Having people write to her and tell her that “someday you’ll be over it” or “it doesn’t matter how long it takes” wasn’t helping Ali Reynolds. She couldn’t yet tell what she was supposed to be over. Was she supposed to be over Paul’s death or over his many betrayals? How long would it take her to move beyond the shock of learning of the child—a little girl—her husband had fathered out of wedlock while he was still married to Ali? Ali hadn’t even known of Angelina Roja’s existence until after Paul’s death, and looking out for the financial welfare of the child and her mother had made tying up Paul’s estate that much more complicated.
There were times Ali felt downright resentful when she heard from widows—real widows whose husbands had been faithful, honorable men—who were struggling with their own overwhelming sense of loss. It was all she could do sometimes to keep from writing back to them and saying, “Hey, you, don’t you know how lucky you were? At least your dead husband’s not driving you nuts from beyond the grave.”
Sam, Ali’s one-eyed, one-eared sixteen-pound tabby cat, shifted uneasily on the back of the couch behind her and let one paw fall on Ali’s shoulder. Sam’s presence in Ali’s life was supposed to have been temporary. Sam had belonged to Matt and Julie Bernard, children of Ali’s murdered friend, Reenie Bernard. When the children had gone to live with their grandparents, Sam had been unable to join them and Ali had taken Sa
m in. Ali had never liked or particularly disliked cats. She had never thought about them much one way or the other—and Sam was anything but outgoing or sociable. But now, almost a year since Sam’s unexpected arrival, Ali had started thinking of the animal in terms of “my cat” rather than “their cat.”
Ali turned and scratched the seemingly permanent frown lines on Sam’s ugly forehead. “How about if you do the blog this morning?” she asked.
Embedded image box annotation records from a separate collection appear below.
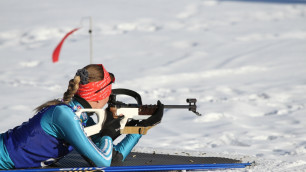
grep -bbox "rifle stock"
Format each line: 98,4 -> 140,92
75,89 -> 201,137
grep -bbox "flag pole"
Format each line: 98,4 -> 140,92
88,16 -> 93,64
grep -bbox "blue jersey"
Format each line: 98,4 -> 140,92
0,100 -> 141,169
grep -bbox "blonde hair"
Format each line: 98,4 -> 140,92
34,64 -> 104,112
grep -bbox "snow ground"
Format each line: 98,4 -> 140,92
0,0 -> 306,171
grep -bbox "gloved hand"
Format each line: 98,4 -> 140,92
139,100 -> 164,127
100,111 -> 124,140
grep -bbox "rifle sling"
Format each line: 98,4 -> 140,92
120,126 -> 153,135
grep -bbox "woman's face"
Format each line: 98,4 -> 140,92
88,97 -> 109,109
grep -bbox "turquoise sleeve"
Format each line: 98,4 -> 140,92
52,106 -> 113,167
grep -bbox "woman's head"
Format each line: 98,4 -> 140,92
63,64 -> 115,104
35,64 -> 115,112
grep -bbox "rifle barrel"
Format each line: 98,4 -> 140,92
164,105 -> 202,116
164,105 -> 190,109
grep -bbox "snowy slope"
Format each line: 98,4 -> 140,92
0,0 -> 306,171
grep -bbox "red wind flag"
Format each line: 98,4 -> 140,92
52,28 -> 79,63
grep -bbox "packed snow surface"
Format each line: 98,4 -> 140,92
0,0 -> 306,171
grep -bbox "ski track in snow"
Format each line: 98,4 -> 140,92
0,0 -> 306,171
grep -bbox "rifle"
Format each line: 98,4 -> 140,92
75,88 -> 201,136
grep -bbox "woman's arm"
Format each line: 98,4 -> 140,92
52,106 -> 113,166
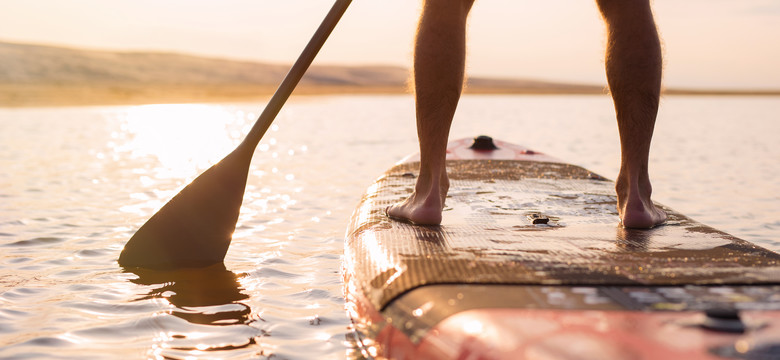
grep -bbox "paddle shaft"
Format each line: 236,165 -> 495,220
240,0 -> 352,151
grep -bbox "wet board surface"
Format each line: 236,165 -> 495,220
345,139 -> 780,358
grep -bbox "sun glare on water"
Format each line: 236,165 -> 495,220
117,104 -> 245,179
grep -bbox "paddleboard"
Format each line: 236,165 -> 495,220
343,137 -> 780,360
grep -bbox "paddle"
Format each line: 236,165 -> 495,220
119,0 -> 351,269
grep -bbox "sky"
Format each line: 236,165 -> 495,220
0,0 -> 780,89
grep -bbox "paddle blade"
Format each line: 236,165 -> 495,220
119,149 -> 252,269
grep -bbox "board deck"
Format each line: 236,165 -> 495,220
344,139 -> 780,359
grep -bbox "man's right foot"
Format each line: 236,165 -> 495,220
615,172 -> 667,229
385,174 -> 449,225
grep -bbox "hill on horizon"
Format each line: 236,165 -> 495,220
0,42 -> 604,106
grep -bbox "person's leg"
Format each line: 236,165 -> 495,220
597,0 -> 666,228
387,0 -> 474,225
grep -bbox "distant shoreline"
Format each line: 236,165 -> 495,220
0,84 -> 780,107
0,41 -> 780,107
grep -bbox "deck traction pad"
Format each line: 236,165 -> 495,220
345,160 -> 780,309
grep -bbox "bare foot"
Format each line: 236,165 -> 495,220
615,176 -> 666,229
385,173 -> 449,225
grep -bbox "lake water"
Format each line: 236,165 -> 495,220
0,95 -> 780,359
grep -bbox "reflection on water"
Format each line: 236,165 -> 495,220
0,96 -> 780,359
125,264 -> 252,325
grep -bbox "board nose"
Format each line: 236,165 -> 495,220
469,135 -> 498,151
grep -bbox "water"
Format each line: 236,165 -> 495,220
0,96 -> 780,359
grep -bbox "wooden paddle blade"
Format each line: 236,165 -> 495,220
119,147 -> 252,269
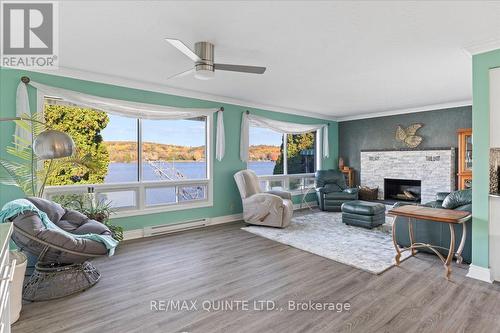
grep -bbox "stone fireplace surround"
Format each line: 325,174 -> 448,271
360,148 -> 455,203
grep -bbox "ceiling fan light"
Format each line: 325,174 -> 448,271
194,69 -> 215,80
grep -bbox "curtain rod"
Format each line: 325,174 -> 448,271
21,76 -> 224,112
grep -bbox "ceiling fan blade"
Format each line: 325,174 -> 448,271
214,64 -> 266,74
167,68 -> 194,80
165,38 -> 201,62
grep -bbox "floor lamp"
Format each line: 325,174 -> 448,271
0,117 -> 75,195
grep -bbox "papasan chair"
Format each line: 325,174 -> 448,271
0,197 -> 118,301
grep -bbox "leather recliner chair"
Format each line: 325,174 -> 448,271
394,189 -> 472,263
315,170 -> 358,212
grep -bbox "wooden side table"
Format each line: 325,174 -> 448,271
388,205 -> 471,280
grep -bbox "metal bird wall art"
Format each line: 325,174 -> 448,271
396,124 -> 424,148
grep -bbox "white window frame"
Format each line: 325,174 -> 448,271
44,104 -> 214,218
246,126 -> 322,195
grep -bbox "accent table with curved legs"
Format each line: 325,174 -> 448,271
388,205 -> 471,280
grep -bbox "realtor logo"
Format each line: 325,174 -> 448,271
1,1 -> 58,68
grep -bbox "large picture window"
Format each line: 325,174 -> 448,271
44,99 -> 211,214
247,126 -> 320,191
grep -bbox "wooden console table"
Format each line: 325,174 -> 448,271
388,205 -> 471,280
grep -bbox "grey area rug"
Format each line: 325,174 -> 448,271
241,212 -> 409,274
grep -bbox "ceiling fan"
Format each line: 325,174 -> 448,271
165,38 -> 266,80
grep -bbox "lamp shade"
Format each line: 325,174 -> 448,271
33,130 -> 75,160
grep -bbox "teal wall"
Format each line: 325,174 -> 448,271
472,50 -> 500,268
0,68 -> 338,230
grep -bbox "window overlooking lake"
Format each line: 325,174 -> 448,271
102,114 -> 139,184
142,117 -> 207,180
44,98 -> 210,210
247,126 -> 318,190
247,127 -> 283,176
286,132 -> 316,174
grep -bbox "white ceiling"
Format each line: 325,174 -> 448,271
48,1 -> 500,117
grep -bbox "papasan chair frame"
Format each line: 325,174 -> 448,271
7,198 -> 115,302
14,226 -> 102,302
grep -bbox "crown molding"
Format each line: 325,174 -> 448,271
23,66 -> 337,121
337,100 -> 472,122
464,39 -> 500,56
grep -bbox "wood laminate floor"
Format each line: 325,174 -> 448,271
13,218 -> 500,333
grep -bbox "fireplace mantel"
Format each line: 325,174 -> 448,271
361,148 -> 455,203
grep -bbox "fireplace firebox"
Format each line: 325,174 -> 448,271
384,178 -> 422,203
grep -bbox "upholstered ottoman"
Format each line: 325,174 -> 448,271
341,200 -> 385,229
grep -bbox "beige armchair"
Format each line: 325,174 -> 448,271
234,170 -> 293,228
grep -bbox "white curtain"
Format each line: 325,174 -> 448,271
16,81 -> 225,161
240,113 -> 330,162
15,82 -> 31,147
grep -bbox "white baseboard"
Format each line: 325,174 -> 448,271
123,229 -> 144,240
293,201 -> 318,210
207,213 -> 243,226
467,265 -> 493,283
123,201 -> 318,241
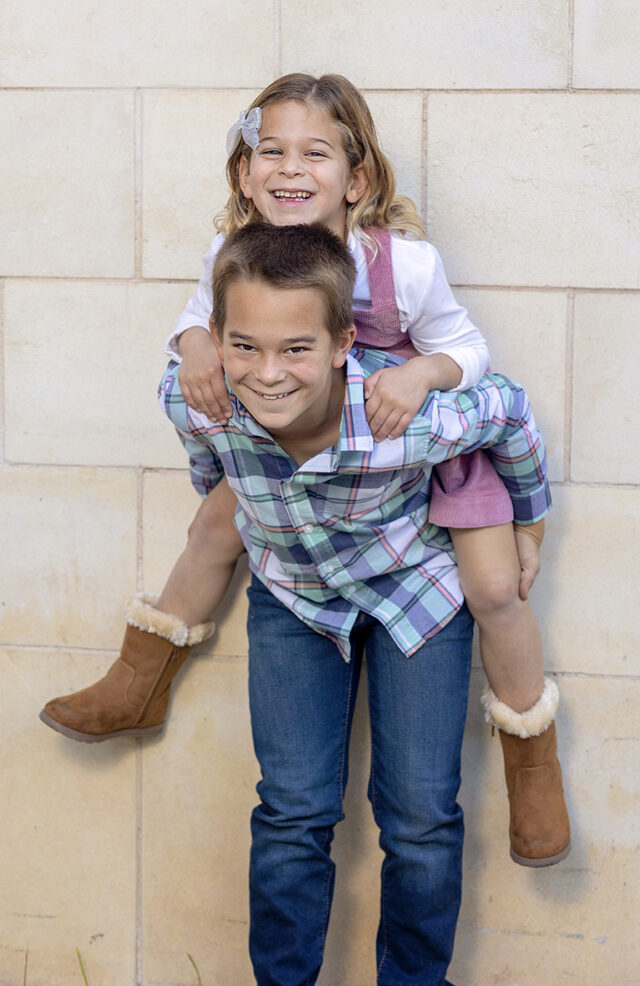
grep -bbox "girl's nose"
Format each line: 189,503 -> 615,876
279,151 -> 304,178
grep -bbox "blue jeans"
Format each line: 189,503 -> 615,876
248,577 -> 473,986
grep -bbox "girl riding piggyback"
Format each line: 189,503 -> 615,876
41,74 -> 569,866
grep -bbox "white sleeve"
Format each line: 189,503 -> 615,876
164,233 -> 224,363
392,237 -> 489,390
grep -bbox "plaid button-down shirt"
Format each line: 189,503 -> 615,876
159,349 -> 551,659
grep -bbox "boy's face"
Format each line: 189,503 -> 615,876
214,281 -> 355,441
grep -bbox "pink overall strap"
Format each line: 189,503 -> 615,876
353,229 -> 416,359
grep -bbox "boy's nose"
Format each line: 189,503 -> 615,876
258,356 -> 285,385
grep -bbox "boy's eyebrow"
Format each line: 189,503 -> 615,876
229,329 -> 318,346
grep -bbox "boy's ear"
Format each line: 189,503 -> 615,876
331,325 -> 356,370
238,155 -> 251,199
346,162 -> 369,203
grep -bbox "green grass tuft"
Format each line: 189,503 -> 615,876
187,952 -> 202,986
76,948 -> 89,986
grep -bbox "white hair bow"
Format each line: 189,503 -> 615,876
227,106 -> 262,157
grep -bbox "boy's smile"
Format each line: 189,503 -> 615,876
215,280 -> 355,461
240,100 -> 366,239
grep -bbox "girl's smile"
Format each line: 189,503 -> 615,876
240,100 -> 366,238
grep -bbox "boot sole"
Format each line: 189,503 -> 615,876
509,842 -> 571,867
40,709 -> 164,743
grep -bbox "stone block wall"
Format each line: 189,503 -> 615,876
0,0 -> 640,986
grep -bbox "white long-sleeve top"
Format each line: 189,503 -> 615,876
165,233 -> 489,390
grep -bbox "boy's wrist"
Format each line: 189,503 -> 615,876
412,353 -> 462,390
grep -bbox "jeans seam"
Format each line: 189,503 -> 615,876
367,660 -> 389,980
316,652 -> 355,986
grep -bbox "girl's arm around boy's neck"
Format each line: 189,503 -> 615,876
364,353 -> 462,442
178,325 -> 232,424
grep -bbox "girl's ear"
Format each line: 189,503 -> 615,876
331,325 -> 356,370
346,162 -> 369,203
238,154 -> 251,199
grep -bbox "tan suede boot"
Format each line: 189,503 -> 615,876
40,596 -> 214,743
482,678 -> 571,866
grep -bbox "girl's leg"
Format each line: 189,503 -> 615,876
450,524 -> 571,866
156,478 -> 244,626
40,480 -> 242,743
449,524 -> 544,712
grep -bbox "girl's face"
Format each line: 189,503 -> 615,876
239,99 -> 367,239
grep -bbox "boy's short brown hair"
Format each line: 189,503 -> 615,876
212,223 -> 356,342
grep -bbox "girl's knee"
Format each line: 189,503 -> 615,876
461,566 -> 520,619
188,490 -> 244,561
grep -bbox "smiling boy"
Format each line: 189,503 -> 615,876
160,223 -> 549,986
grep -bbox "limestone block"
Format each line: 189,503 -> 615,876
364,92 -> 423,210
282,0 -> 569,89
142,91 -> 260,278
0,467 -> 136,648
142,470 -> 249,657
571,294 -> 640,483
450,675 -> 640,986
0,647 -> 136,986
531,486 -> 640,675
0,0 -> 274,87
573,0 -> 640,89
5,272 -> 189,466
455,288 -> 567,481
142,658 -> 258,986
0,91 -> 134,277
427,93 -> 640,288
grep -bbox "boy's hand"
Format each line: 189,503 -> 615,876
513,520 -> 544,600
178,325 -> 232,425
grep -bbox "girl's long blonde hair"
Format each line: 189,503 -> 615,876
215,72 -> 425,240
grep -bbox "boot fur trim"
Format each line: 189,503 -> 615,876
481,678 -> 560,739
126,593 -> 215,647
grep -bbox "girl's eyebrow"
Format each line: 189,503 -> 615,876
260,137 -> 333,148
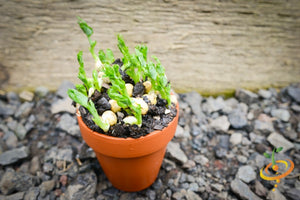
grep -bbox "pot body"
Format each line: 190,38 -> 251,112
77,105 -> 179,192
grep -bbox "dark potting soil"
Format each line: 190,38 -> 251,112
79,97 -> 177,138
79,59 -> 177,138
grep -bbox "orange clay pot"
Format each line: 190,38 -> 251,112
77,104 -> 179,192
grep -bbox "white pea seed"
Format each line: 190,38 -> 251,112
171,94 -> 178,105
98,72 -> 110,83
108,99 -> 121,113
102,110 -> 117,126
88,88 -> 95,97
123,116 -> 137,125
143,81 -> 152,93
125,83 -> 133,97
143,93 -> 157,105
133,98 -> 149,115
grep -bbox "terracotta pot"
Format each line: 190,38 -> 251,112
77,105 -> 179,192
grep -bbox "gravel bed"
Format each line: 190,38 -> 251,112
0,81 -> 300,200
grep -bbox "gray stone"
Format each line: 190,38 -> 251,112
29,156 -> 41,175
35,86 -> 49,97
191,125 -> 204,136
228,109 -> 248,129
267,132 -> 294,153
194,155 -> 209,166
242,137 -> 251,146
0,169 -> 34,195
186,190 -> 202,200
62,172 -> 97,200
15,101 -> 34,118
56,81 -> 75,98
51,97 -> 76,114
188,183 -> 199,192
19,90 -> 34,101
146,190 -> 156,200
210,115 -> 230,132
271,109 -> 291,122
254,180 -> 268,197
286,188 -> 300,200
258,89 -> 272,99
211,183 -> 224,192
254,120 -> 274,134
230,178 -> 261,200
44,146 -> 73,162
167,141 -> 188,164
39,179 -> 55,197
217,135 -> 229,149
249,132 -> 265,144
267,189 -> 286,200
175,125 -> 191,138
222,98 -> 239,114
162,158 -> 176,171
24,187 -> 40,200
292,104 -> 300,113
7,120 -> 27,140
43,162 -> 54,174
185,92 -> 202,116
6,92 -> 20,104
287,87 -> 300,103
14,123 -> 27,140
236,165 -> 256,183
3,131 -> 18,149
0,100 -> 17,117
57,113 -> 80,137
0,146 -> 29,165
236,155 -> 248,164
255,154 -> 269,169
4,192 -> 25,200
235,89 -> 258,105
172,190 -> 186,200
229,133 -> 243,145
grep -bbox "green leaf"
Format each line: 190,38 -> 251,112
136,45 -> 148,62
276,147 -> 283,153
67,89 -> 109,132
68,89 -> 88,108
106,49 -> 115,64
103,65 -> 142,125
75,84 -> 88,96
93,69 -> 101,92
77,51 -> 92,90
264,153 -> 271,158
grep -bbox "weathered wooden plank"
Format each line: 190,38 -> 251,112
0,0 -> 300,94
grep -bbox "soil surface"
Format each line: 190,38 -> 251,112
77,65 -> 177,138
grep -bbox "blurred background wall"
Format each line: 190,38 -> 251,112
0,0 -> 300,94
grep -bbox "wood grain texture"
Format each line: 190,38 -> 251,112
0,0 -> 300,94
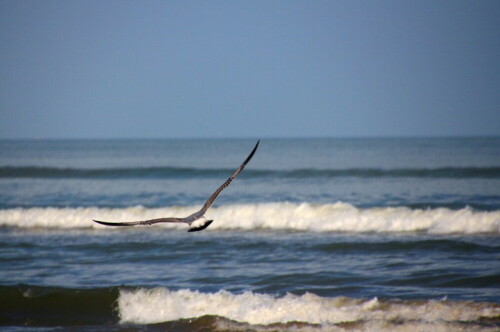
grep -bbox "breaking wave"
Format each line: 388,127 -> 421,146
0,202 -> 500,234
118,288 -> 500,331
4,285 -> 500,332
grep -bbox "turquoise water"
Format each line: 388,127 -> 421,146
0,138 -> 500,331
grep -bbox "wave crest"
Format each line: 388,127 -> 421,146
118,288 -> 500,325
0,202 -> 500,234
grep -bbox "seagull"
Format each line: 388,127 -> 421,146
94,140 -> 260,232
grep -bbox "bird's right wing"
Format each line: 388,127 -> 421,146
94,218 -> 184,226
186,140 -> 260,219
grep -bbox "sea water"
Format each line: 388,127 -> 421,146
0,138 -> 500,331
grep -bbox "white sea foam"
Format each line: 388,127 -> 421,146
118,288 -> 500,326
0,202 -> 500,234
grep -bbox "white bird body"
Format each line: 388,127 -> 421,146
94,140 -> 260,232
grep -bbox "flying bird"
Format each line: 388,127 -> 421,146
94,140 -> 260,232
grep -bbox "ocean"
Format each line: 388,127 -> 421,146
0,137 -> 500,331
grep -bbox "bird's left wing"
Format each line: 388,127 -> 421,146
94,218 -> 184,226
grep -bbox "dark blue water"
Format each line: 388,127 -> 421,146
0,138 -> 500,331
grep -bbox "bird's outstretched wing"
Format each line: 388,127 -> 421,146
186,140 -> 260,219
94,218 -> 185,226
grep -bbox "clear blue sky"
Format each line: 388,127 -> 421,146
0,0 -> 500,138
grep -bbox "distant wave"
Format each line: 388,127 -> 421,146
0,166 -> 500,179
0,202 -> 500,234
0,285 -> 500,331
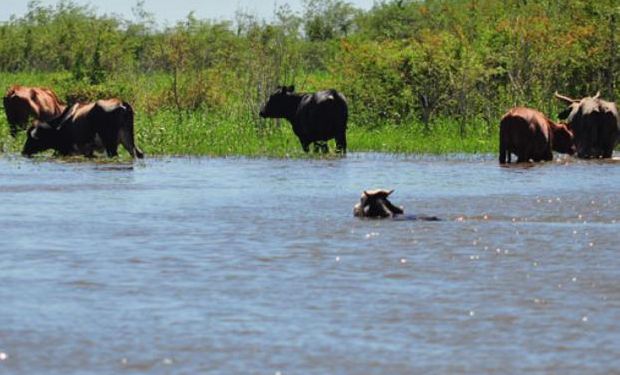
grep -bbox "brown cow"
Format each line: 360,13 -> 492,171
353,189 -> 440,221
499,107 -> 575,164
3,85 -> 66,137
555,92 -> 620,158
22,99 -> 144,158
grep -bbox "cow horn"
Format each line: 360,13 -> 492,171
555,91 -> 576,103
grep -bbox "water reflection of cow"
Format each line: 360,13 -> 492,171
260,86 -> 349,154
499,107 -> 575,164
22,99 -> 144,158
353,189 -> 439,221
2,85 -> 66,137
555,92 -> 620,158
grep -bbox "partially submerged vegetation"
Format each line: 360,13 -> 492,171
0,0 -> 620,156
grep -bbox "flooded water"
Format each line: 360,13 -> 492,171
0,154 -> 620,374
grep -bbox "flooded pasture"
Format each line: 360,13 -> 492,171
0,154 -> 620,374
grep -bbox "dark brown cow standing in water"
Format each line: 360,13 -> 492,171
555,92 -> 620,158
3,85 -> 66,137
22,99 -> 144,158
499,107 -> 575,164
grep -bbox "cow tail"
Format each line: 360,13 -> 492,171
123,102 -> 144,159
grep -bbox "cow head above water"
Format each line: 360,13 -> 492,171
353,189 -> 404,218
259,86 -> 296,118
22,121 -> 59,157
555,92 -> 620,158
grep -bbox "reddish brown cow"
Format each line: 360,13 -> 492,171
499,107 -> 575,164
3,85 -> 66,136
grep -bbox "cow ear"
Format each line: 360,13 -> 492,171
558,106 -> 573,120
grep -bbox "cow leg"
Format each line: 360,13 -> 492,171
336,132 -> 347,155
9,124 -> 19,138
301,141 -> 310,152
98,127 -> 120,158
499,145 -> 510,164
105,143 -> 118,158
117,127 -> 144,159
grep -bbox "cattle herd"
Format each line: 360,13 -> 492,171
3,85 -> 620,163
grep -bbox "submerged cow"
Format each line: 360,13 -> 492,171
555,92 -> 620,158
260,86 -> 348,154
2,85 -> 66,137
499,107 -> 575,164
22,99 -> 144,158
353,189 -> 439,221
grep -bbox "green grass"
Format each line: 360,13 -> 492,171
0,73 -> 497,158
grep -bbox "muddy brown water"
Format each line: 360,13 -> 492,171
0,154 -> 620,374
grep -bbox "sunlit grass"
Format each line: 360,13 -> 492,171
0,73 -> 497,159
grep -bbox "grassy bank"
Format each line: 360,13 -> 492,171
0,111 -> 497,157
0,73 -> 497,157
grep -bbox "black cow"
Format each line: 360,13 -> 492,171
353,189 -> 439,221
22,99 -> 144,158
555,92 -> 620,158
260,86 -> 349,154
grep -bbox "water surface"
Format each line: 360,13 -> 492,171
0,154 -> 620,374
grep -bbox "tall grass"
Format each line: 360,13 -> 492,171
0,72 -> 497,157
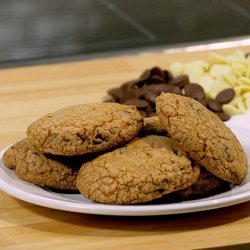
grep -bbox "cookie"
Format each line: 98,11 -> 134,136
175,168 -> 230,200
27,103 -> 142,156
76,135 -> 200,204
3,139 -> 84,190
142,116 -> 168,136
156,93 -> 248,184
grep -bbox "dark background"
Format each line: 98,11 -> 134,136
0,0 -> 250,67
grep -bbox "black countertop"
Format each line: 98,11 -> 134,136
0,0 -> 250,67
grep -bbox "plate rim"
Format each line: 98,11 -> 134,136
0,122 -> 250,216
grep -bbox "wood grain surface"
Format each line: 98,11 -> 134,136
0,46 -> 250,250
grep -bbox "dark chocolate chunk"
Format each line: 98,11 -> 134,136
167,85 -> 182,95
146,75 -> 164,84
143,83 -> 171,103
151,66 -> 164,79
138,110 -> 148,118
163,70 -> 173,83
169,75 -> 189,87
184,83 -> 205,99
124,99 -> 149,109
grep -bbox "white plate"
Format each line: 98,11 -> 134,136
0,121 -> 250,216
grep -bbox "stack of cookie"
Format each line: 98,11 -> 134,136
3,93 -> 248,204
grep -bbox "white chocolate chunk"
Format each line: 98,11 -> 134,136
208,53 -> 227,64
222,104 -> 243,115
209,64 -> 231,77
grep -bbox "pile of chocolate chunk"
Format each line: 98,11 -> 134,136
105,66 -> 235,121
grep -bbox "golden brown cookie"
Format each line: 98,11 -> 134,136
156,93 -> 248,184
3,139 -> 84,190
142,116 -> 168,136
27,103 -> 142,155
76,135 -> 200,204
176,168 -> 230,200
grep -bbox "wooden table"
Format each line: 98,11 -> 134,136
0,46 -> 250,249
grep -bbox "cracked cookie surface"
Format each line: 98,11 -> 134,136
3,139 -> 84,190
156,93 -> 248,184
142,116 -> 168,136
76,135 -> 200,204
27,103 -> 142,155
176,167 -> 230,200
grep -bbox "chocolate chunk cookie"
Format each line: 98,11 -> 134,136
3,139 -> 84,190
156,93 -> 248,184
176,168 -> 230,200
27,103 -> 142,155
76,135 -> 200,204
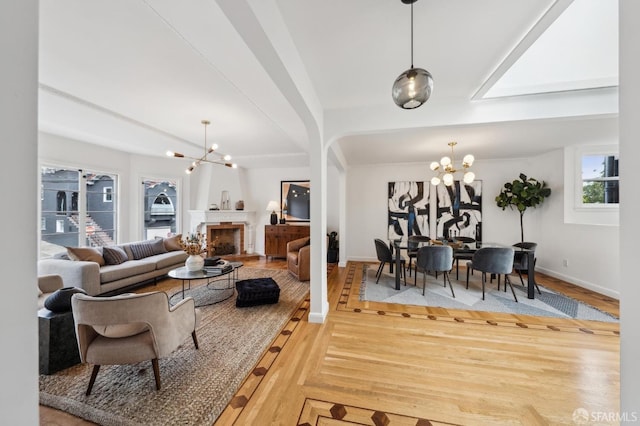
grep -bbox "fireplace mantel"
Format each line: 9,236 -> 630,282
189,210 -> 255,229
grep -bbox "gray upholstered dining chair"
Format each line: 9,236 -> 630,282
71,291 -> 200,395
416,246 -> 456,298
373,238 -> 407,285
407,235 -> 431,276
513,241 -> 542,294
453,237 -> 476,280
467,247 -> 518,302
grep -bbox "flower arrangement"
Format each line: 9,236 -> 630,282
180,232 -> 207,255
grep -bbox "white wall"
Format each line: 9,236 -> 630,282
620,0 -> 640,415
346,150 -> 620,297
0,0 -> 39,425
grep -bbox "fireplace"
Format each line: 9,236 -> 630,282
207,223 -> 245,257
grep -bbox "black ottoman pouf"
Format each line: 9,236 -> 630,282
236,278 -> 280,308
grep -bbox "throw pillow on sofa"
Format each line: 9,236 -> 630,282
67,247 -> 104,266
129,239 -> 167,260
102,246 -> 129,265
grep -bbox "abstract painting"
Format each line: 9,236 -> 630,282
387,181 -> 429,240
436,180 -> 482,241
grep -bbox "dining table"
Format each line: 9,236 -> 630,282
389,238 -> 536,299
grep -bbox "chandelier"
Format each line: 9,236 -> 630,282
167,120 -> 238,174
391,0 -> 433,109
430,142 -> 476,186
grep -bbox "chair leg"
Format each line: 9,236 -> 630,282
85,365 -> 100,396
504,274 -> 518,303
467,266 -> 471,290
376,262 -> 384,284
516,269 -> 542,294
444,271 -> 456,299
416,270 -> 427,296
151,358 -> 160,390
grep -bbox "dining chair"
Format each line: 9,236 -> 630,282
467,247 -> 518,302
373,238 -> 407,285
513,242 -> 542,294
453,237 -> 476,280
407,235 -> 431,276
416,246 -> 456,298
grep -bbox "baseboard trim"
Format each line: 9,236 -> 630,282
536,266 -> 620,300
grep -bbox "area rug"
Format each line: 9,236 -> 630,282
360,265 -> 618,322
40,267 -> 309,425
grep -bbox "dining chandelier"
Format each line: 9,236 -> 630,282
167,120 -> 238,174
391,0 -> 433,109
430,142 -> 476,186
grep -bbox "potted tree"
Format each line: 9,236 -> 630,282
327,231 -> 338,263
496,173 -> 551,242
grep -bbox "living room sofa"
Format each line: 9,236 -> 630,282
38,235 -> 188,296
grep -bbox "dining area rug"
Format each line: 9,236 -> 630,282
360,265 -> 619,322
39,267 -> 309,425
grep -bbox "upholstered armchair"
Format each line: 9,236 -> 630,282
38,274 -> 64,309
287,237 -> 311,281
71,292 -> 200,395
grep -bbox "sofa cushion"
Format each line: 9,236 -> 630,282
156,234 -> 182,251
93,322 -> 149,339
67,247 -> 104,266
129,239 -> 167,260
152,251 -> 189,269
102,246 -> 129,265
100,259 -> 156,284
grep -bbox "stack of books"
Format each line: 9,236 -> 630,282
204,260 -> 233,274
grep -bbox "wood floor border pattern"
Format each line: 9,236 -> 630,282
298,398 -> 458,426
336,262 -> 620,338
214,294 -> 311,425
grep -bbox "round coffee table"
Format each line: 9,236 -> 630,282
167,262 -> 243,306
Sam simply yawned, closed her one good eye, and went back to sleep. When the doorbell rang, Sam leaped to life. Spooked by newcomers of any kind, the cat scrambled off the couch and disappeared from view. Ali knew from past experience that it would probably be several hours before she’d be able to coax the wary feline back out of hiding.
Putting the laptop on the coffee table, Ali hurried to the door. She was expecting Kip Hogan, her parents’ handyman, to drop off her refinished bird’s-eye maple credenza. That and the comfy leather sofa were the two pieces of furniture she had brought to her mountaintop mobile home with her from her former home digs in L.A. The top of the credenza had been damaged when someone had carelessly deposited a wet vase on it. Now, after careful sanding and varnishing, Ali’s father assured her that the wood had been restored to its former glory.
Except, when Ali looked out the peephole, Kip Hogan was nowhere in sight. The man on Ali’s front porch, a wizened but dapper-looking elderly gentleman in a suit and tie, was holding a small envelope. He looked somewhat familiar, but she couldn’t quite place him. In the old days, growing up in small-town Arizona, Ali wouldn’t have hesitated at opening the door to a stranger, but times had changed in Sedona. More important, Ali had changed. She cautiously cracked the door open but only as far as the length of the security chain.
“May I help you?” she asked.
“Ms. Reynolds?” the man asked. He wore a brimmed leather cap, which he tipped respectfully in Ali’s direction.